Thursday, September 29, 2005

The Moving Average Fan



A moving average fan is a set of different lengths of moving averages placed on the same chart.

Ideally this is composed of a set of widely followed moving averages which provide support and resistance.A very strong new trend for instance on my set of moving averages, stays on one side of the 8 period simple moving average, then as it weakens or gets more mature and the buying (or selling in a bearish trend) weakens it loses this as a support/resistance line.

Then it often goes to the next higher moving average and may once again often resume the original trend. This continues often in the set of moving averages that I use: 8,20,50, 89, 144 and sometimes 200. Visually this seems to show a fan spreading out at the beginning of a strong trend and contracting again as it weakens. As a trend reverses the fan has usually been pushed back together and reverses direction and once again opens up, with the moving averages each been violated as previous trend supports.

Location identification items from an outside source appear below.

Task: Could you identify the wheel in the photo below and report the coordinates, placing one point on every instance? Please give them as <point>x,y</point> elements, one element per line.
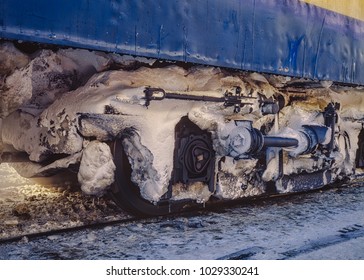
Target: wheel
<point>125,193</point>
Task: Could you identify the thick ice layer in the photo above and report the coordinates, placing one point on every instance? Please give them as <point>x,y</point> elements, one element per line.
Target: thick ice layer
<point>58,102</point>
<point>97,168</point>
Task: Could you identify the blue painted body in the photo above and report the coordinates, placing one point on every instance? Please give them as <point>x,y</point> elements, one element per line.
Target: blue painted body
<point>286,37</point>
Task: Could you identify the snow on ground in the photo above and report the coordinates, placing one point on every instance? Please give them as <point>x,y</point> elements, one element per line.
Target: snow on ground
<point>308,226</point>
<point>32,206</point>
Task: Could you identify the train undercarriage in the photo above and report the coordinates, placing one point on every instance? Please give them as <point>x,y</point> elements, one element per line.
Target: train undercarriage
<point>161,137</point>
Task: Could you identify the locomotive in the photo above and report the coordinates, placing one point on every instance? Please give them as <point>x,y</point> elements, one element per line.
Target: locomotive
<point>167,105</point>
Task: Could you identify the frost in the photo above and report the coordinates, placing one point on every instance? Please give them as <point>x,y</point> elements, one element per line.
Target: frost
<point>97,168</point>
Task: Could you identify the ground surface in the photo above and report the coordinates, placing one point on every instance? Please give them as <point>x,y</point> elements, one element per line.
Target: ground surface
<point>319,225</point>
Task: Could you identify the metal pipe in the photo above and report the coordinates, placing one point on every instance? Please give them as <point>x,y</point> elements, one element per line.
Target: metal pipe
<point>279,142</point>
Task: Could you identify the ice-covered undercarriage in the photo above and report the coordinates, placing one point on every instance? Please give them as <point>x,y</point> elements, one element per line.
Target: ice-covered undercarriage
<point>155,135</point>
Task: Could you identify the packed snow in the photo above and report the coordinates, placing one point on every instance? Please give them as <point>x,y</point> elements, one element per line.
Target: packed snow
<point>66,103</point>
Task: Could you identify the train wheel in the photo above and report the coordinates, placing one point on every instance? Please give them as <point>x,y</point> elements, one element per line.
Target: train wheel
<point>125,193</point>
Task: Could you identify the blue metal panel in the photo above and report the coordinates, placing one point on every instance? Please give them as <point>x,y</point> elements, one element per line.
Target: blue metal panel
<point>285,37</point>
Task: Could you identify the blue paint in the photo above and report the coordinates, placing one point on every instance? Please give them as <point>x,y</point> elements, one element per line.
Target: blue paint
<point>285,37</point>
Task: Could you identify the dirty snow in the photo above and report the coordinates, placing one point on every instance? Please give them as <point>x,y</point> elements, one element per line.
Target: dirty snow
<point>97,168</point>
<point>57,101</point>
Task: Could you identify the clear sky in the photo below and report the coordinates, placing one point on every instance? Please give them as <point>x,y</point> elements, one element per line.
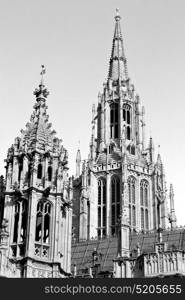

So as a new trend is established the 144 period or 200 period moving average is now below the price and acting as support. An aggressive trade on this may be to counter trend trade each of the moderately long moving averages once violated, in hopes of getting a better entry. Be aware however that the trend is usually effectively in place until the longer moving averages act as support.

You could picture this as a fan opening and closing, or as STEPS, each more significant in relationship to the trend continuing or a reversal occurring.